Data Mining_ Concepts and Techniques - Jiawei Han [290]
To overcome the difficulty in using one set of global parameters in clustering analysis, a cluster analysis method called OPTICS was proposed. OPTICS does not explicitly produce a data set clustering. Instead, it outputs a cluster ordering. This is a linear list of all objects under analysis and represents the density-based clustering structure of the data. Objects in a denser cluster are listed closer to each other in the cluster ordering. This ordering is equivalent to density-based clustering obtained from a wide range of parameter settings. Thus, OPTICS does not require the user to provide a specific density threshold. The cluster ordering can be used to extract basic clustering information (e.g., cluster centers, or arbitrary-shaped clusters), derive the intrinsic clustering structure, as well as provide a visualization of the clustering.

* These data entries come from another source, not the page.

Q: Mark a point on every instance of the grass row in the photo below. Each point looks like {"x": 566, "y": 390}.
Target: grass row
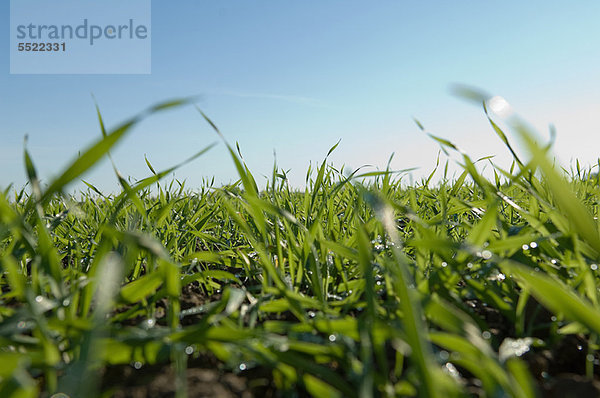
{"x": 355, "y": 286}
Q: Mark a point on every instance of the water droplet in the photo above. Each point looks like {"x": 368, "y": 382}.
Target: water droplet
{"x": 451, "y": 369}
{"x": 499, "y": 106}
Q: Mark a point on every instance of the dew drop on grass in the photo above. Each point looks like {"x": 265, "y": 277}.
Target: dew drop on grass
{"x": 500, "y": 106}
{"x": 451, "y": 370}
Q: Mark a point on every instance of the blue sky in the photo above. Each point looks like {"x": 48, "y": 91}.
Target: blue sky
{"x": 294, "y": 77}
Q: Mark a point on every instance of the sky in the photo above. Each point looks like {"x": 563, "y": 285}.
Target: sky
{"x": 288, "y": 79}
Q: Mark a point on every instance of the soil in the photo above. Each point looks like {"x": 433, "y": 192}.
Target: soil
{"x": 205, "y": 378}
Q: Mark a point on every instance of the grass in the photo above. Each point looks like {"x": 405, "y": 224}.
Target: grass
{"x": 357, "y": 286}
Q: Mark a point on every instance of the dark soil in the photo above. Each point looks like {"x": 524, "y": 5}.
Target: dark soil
{"x": 205, "y": 378}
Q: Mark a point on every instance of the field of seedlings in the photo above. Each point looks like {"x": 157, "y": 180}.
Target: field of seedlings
{"x": 358, "y": 285}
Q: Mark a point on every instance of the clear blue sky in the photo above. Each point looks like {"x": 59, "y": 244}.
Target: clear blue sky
{"x": 296, "y": 76}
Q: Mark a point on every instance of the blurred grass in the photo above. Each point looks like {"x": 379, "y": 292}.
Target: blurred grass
{"x": 356, "y": 286}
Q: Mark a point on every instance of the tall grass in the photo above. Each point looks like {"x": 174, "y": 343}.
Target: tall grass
{"x": 354, "y": 286}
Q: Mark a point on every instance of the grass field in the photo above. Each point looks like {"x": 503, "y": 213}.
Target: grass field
{"x": 356, "y": 286}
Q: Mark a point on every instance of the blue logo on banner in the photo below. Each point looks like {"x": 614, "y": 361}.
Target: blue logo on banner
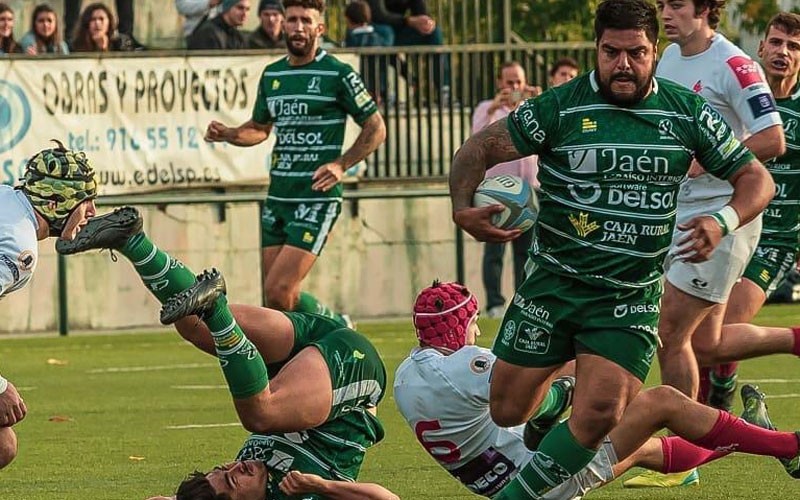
{"x": 15, "y": 115}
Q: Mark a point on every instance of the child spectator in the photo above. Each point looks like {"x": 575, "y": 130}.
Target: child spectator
{"x": 44, "y": 36}
{"x": 7, "y": 43}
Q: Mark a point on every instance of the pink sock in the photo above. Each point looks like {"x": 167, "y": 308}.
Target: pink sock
{"x": 734, "y": 434}
{"x": 796, "y": 332}
{"x": 726, "y": 371}
{"x": 705, "y": 384}
{"x": 681, "y": 455}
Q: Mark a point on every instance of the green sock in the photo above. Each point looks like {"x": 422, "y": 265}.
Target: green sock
{"x": 241, "y": 363}
{"x": 163, "y": 275}
{"x": 552, "y": 404}
{"x": 726, "y": 383}
{"x": 559, "y": 457}
{"x": 308, "y": 303}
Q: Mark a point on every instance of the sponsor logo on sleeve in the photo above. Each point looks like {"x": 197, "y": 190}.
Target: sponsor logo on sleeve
{"x": 746, "y": 71}
{"x": 762, "y": 104}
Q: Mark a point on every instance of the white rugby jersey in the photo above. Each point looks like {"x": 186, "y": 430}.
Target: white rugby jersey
{"x": 735, "y": 86}
{"x": 445, "y": 400}
{"x": 19, "y": 249}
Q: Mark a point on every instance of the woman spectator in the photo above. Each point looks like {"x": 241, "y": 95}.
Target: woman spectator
{"x": 96, "y": 32}
{"x": 44, "y": 36}
{"x": 7, "y": 43}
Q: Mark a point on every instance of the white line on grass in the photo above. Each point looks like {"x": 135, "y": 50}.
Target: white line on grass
{"x": 202, "y": 426}
{"x": 198, "y": 387}
{"x": 125, "y": 369}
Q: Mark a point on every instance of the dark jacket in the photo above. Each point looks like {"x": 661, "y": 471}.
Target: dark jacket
{"x": 216, "y": 34}
{"x": 393, "y": 12}
{"x": 258, "y": 39}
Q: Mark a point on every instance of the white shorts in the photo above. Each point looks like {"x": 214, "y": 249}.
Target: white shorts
{"x": 713, "y": 279}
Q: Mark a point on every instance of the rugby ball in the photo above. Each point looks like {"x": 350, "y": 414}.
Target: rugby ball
{"x": 517, "y": 197}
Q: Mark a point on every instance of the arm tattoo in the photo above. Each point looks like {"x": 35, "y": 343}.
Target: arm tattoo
{"x": 482, "y": 151}
{"x": 373, "y": 133}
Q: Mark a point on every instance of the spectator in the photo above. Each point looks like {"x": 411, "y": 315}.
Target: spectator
{"x": 513, "y": 88}
{"x": 96, "y": 32}
{"x": 72, "y": 9}
{"x": 563, "y": 70}
{"x": 44, "y": 37}
{"x": 361, "y": 33}
{"x": 195, "y": 12}
{"x": 222, "y": 32}
{"x": 7, "y": 43}
{"x": 406, "y": 22}
{"x": 269, "y": 34}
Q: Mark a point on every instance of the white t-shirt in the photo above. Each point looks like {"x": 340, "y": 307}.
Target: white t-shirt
{"x": 735, "y": 86}
{"x": 19, "y": 249}
{"x": 445, "y": 400}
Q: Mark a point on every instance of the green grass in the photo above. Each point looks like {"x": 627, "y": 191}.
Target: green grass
{"x": 114, "y": 441}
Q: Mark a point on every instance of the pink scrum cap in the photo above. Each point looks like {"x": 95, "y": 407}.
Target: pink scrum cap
{"x": 442, "y": 314}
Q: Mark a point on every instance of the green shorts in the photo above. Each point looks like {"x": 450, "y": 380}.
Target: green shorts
{"x": 304, "y": 225}
{"x": 552, "y": 318}
{"x": 357, "y": 371}
{"x": 769, "y": 266}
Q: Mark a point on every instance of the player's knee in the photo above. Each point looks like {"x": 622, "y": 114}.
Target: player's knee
{"x": 507, "y": 413}
{"x": 8, "y": 446}
{"x": 281, "y": 297}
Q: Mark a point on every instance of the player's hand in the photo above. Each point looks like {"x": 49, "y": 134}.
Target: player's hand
{"x": 327, "y": 176}
{"x": 703, "y": 235}
{"x": 12, "y": 407}
{"x": 297, "y": 483}
{"x": 478, "y": 223}
{"x": 695, "y": 170}
{"x": 215, "y": 132}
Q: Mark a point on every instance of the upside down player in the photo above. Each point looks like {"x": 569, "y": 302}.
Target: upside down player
{"x": 55, "y": 199}
{"x": 305, "y": 386}
{"x": 442, "y": 390}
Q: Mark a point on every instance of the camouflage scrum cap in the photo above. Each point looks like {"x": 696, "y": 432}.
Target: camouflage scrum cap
{"x": 61, "y": 176}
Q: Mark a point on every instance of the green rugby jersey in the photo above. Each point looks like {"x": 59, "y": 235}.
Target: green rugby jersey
{"x": 782, "y": 216}
{"x": 610, "y": 175}
{"x": 308, "y": 106}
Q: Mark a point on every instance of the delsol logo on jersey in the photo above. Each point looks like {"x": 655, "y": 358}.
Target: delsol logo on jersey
{"x": 746, "y": 70}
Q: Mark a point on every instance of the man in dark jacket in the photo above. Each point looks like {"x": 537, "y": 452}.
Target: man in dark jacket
{"x": 269, "y": 34}
{"x": 222, "y": 32}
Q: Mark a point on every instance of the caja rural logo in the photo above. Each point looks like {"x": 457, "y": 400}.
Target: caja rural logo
{"x": 15, "y": 115}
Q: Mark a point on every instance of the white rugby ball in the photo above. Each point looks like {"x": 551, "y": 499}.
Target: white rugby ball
{"x": 517, "y": 197}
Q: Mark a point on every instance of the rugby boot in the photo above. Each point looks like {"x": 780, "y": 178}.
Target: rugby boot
{"x": 755, "y": 412}
{"x": 198, "y": 299}
{"x": 537, "y": 428}
{"x": 652, "y": 479}
{"x": 109, "y": 231}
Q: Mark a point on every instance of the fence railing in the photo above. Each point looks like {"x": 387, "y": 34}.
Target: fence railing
{"x": 427, "y": 95}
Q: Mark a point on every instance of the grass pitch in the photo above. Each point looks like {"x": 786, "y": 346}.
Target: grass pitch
{"x": 126, "y": 416}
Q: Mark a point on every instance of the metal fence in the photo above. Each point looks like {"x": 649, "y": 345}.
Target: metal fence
{"x": 427, "y": 95}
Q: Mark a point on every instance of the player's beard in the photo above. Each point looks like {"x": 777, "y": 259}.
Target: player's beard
{"x": 302, "y": 50}
{"x": 642, "y": 88}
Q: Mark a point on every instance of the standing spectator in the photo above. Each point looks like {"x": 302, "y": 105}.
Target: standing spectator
{"x": 195, "y": 12}
{"x": 306, "y": 97}
{"x": 72, "y": 9}
{"x": 361, "y": 33}
{"x": 406, "y": 22}
{"x": 97, "y": 32}
{"x": 563, "y": 70}
{"x": 513, "y": 89}
{"x": 44, "y": 36}
{"x": 223, "y": 31}
{"x": 269, "y": 34}
{"x": 7, "y": 43}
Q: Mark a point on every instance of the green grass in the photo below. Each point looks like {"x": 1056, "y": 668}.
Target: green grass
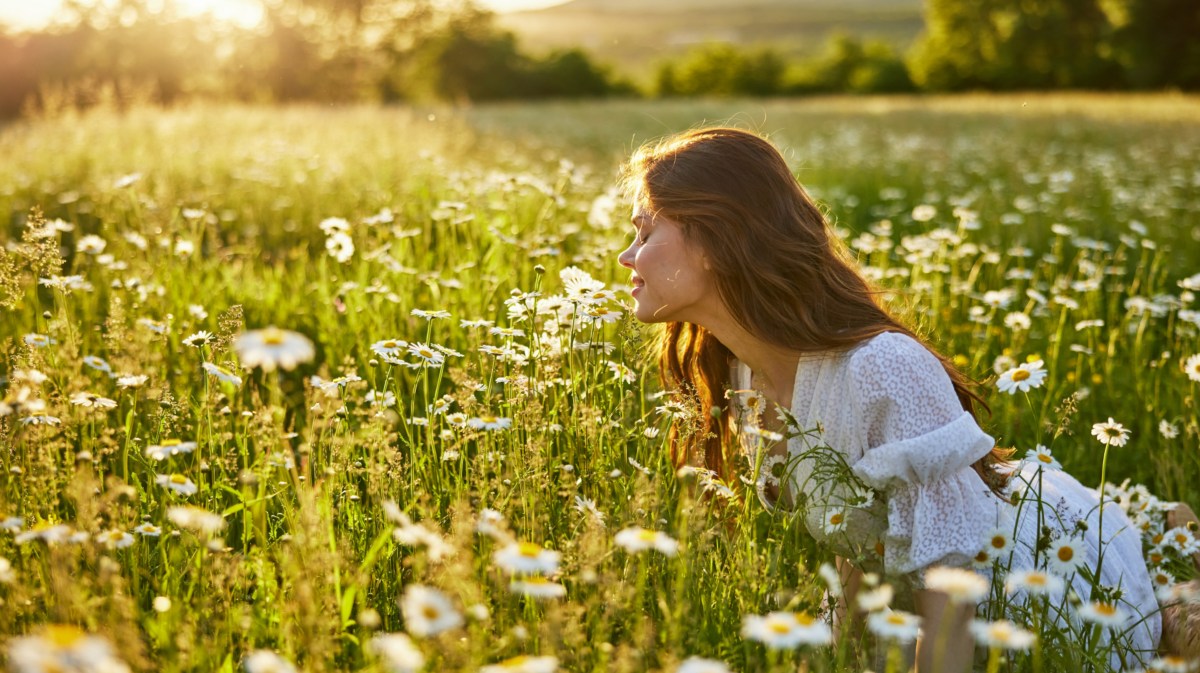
{"x": 489, "y": 204}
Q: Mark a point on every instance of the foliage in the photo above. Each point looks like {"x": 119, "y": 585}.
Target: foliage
{"x": 160, "y": 226}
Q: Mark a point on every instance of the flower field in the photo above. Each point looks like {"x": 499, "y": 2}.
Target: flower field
{"x": 358, "y": 389}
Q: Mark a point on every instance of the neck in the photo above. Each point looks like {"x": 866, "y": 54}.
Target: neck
{"x": 774, "y": 367}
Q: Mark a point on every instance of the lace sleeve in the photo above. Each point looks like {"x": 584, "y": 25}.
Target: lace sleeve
{"x": 919, "y": 448}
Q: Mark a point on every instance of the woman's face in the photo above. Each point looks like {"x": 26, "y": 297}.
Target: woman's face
{"x": 672, "y": 281}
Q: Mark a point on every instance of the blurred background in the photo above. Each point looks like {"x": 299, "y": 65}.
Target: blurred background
{"x": 69, "y": 54}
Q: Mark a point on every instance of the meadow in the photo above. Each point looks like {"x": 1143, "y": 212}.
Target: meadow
{"x": 357, "y": 389}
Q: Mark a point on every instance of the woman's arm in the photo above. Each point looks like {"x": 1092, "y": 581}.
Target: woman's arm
{"x": 946, "y": 644}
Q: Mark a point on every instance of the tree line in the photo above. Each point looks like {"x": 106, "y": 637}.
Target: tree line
{"x": 135, "y": 50}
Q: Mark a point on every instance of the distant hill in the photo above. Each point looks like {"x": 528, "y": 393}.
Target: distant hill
{"x": 634, "y": 35}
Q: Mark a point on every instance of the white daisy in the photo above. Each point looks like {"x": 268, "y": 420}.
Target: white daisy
{"x": 636, "y": 539}
{"x": 527, "y": 558}
{"x": 1110, "y": 433}
{"x": 1001, "y": 635}
{"x": 1065, "y": 557}
{"x": 177, "y": 482}
{"x": 1023, "y": 378}
{"x": 961, "y": 586}
{"x": 1105, "y": 614}
{"x": 427, "y": 611}
{"x": 538, "y": 587}
{"x": 271, "y": 347}
{"x": 1033, "y": 582}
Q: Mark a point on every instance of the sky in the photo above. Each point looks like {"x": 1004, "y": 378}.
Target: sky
{"x": 34, "y": 13}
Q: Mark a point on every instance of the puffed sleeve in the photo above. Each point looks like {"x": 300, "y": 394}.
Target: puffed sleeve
{"x": 919, "y": 448}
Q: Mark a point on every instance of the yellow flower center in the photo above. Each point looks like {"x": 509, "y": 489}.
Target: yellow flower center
{"x": 64, "y": 636}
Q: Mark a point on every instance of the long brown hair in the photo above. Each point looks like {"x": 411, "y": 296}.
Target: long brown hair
{"x": 777, "y": 266}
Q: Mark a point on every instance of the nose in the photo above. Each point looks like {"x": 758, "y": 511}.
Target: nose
{"x": 627, "y": 256}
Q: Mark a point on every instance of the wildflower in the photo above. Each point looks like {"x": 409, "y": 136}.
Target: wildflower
{"x": 196, "y": 518}
{"x": 527, "y": 558}
{"x": 785, "y": 630}
{"x": 1110, "y": 433}
{"x": 1103, "y": 613}
{"x": 389, "y": 347}
{"x": 894, "y": 625}
{"x": 1041, "y": 456}
{"x": 51, "y": 534}
{"x": 169, "y": 448}
{"x": 427, "y": 612}
{"x": 267, "y": 661}
{"x": 997, "y": 541}
{"x": 114, "y": 539}
{"x": 59, "y": 647}
{"x": 90, "y": 401}
{"x": 1018, "y": 322}
{"x": 832, "y": 578}
{"x": 489, "y": 421}
{"x": 148, "y": 529}
{"x": 91, "y": 244}
{"x": 1001, "y": 635}
{"x": 397, "y": 653}
{"x": 1192, "y": 367}
{"x": 876, "y": 599}
{"x": 198, "y": 338}
{"x": 1023, "y": 378}
{"x": 131, "y": 380}
{"x": 1063, "y": 557}
{"x": 701, "y": 665}
{"x": 538, "y": 587}
{"x": 1033, "y": 582}
{"x": 177, "y": 482}
{"x": 834, "y": 520}
{"x": 39, "y": 341}
{"x": 97, "y": 364}
{"x": 636, "y": 540}
{"x": 961, "y": 586}
{"x": 523, "y": 664}
{"x": 924, "y": 212}
{"x": 1168, "y": 430}
{"x": 221, "y": 373}
{"x": 271, "y": 347}
{"x": 340, "y": 246}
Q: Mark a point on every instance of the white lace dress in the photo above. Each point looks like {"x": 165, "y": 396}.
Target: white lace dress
{"x": 888, "y": 414}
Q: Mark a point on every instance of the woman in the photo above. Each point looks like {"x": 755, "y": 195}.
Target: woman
{"x": 733, "y": 257}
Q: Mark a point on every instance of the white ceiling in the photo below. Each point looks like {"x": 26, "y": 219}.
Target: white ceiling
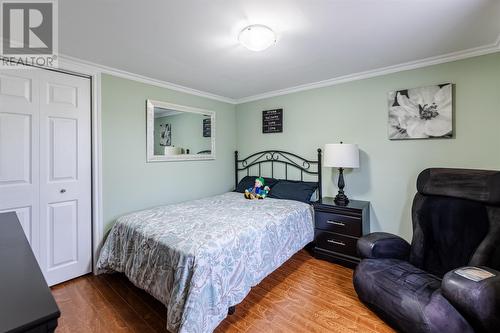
{"x": 193, "y": 43}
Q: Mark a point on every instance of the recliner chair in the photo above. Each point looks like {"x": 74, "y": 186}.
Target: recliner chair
{"x": 456, "y": 223}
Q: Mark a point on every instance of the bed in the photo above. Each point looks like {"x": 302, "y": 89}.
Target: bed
{"x": 201, "y": 257}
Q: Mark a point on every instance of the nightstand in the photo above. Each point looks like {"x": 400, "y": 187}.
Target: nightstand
{"x": 338, "y": 228}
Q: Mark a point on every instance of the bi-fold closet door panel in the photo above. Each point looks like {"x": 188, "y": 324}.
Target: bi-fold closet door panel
{"x": 61, "y": 172}
{"x": 19, "y": 150}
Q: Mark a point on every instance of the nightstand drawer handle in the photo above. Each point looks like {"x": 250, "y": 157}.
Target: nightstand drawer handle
{"x": 336, "y": 223}
{"x": 336, "y": 242}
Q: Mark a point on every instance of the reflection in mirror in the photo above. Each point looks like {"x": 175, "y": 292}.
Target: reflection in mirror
{"x": 179, "y": 132}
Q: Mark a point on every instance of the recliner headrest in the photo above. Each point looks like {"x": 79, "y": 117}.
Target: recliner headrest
{"x": 478, "y": 185}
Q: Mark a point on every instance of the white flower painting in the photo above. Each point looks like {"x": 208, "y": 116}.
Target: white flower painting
{"x": 421, "y": 113}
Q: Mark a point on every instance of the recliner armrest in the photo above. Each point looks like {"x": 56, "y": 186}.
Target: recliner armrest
{"x": 479, "y": 301}
{"x": 380, "y": 245}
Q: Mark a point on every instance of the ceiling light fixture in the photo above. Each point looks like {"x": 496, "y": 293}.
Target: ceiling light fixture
{"x": 257, "y": 37}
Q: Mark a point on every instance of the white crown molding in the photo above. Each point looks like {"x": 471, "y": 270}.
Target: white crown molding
{"x": 65, "y": 61}
{"x": 469, "y": 53}
{"x": 90, "y": 67}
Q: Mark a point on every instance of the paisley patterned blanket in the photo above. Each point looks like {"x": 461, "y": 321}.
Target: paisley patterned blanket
{"x": 203, "y": 256}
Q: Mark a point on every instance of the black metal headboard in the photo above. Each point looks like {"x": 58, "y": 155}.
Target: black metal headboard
{"x": 273, "y": 157}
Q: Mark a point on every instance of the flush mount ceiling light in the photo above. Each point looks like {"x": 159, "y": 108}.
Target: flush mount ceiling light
{"x": 257, "y": 37}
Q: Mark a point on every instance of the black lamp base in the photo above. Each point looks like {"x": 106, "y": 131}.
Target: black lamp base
{"x": 341, "y": 199}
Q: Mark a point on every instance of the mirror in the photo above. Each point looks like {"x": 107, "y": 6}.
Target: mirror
{"x": 177, "y": 132}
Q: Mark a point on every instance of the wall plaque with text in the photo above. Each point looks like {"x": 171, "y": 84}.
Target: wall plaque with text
{"x": 272, "y": 121}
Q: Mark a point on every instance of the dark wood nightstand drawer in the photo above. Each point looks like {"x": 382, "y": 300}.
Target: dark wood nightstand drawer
{"x": 337, "y": 243}
{"x": 342, "y": 224}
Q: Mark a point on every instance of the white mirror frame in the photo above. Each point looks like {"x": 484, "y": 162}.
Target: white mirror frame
{"x": 150, "y": 120}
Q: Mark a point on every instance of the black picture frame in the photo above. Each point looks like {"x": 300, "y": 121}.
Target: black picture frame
{"x": 207, "y": 128}
{"x": 272, "y": 121}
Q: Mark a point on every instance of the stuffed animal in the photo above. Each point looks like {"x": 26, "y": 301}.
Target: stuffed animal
{"x": 258, "y": 191}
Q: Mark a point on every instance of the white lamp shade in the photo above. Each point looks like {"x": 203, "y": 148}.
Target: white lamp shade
{"x": 341, "y": 155}
{"x": 257, "y": 37}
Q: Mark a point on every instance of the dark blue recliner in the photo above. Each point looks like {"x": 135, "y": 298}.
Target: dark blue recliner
{"x": 456, "y": 223}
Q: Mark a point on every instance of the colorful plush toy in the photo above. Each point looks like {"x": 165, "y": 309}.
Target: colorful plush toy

To construct the different clusterings simultaneously, the objects are processed in a specific order. This order selects an object that is density-reachable with respect to the lowest ϵ value so that clusters with higher density (lower ϵ) will be finished first. Based on this idea, OPTICS needs two important pieces of information per object:
■ The core-distance of an object p is the smallest value ϵ′ such that the ϵ′-neighborhood of p has at least MinPts objects. That is, ϵ′ is the minimum distance threshold that makes p a core object. If p is not a core object with respect to ϵ and MinPts, the core-distance of p is undefined.
■ The reachability-distance to object p from q is the minimum radius value that makes p density-reachable from q. According to the definition of density-reachability, q has to be a core object and p must be in the neighborhood of q. Therefore, the reachability-distance from q to p is max{core-distance(q), dist(p, q)}. If q is not a core object with respect to ϵ and MinPts, the reachability-distance to p from q is undefined.
An object p may be directly reachable from multiple core objects. Therefore, p may have multiple reachability-distances with respect to different core objects. The smallest reachability-distance of p is of particular interest because it gives the shortest path for which p is connected to a dense cluster.
Core-distance and reachability-distance
Figure 10.16 illustrates the concepts of core-distance and reachability-distance. Suppose that #x03F5; = 6 mm and MinPts = 5. The core-distance of p is the distance, ϵ′, between p and the fourth closest data object from p. The reachability-distance of q1 from p is the core-distance of p (i.e., ϵ′ = 3 mm) because this is greater than the Euclidean distance from p to q1. The reachability-distance of q2 with respect to p is the Euclidean distance from p to q2 because this is greater than the core-distance of p.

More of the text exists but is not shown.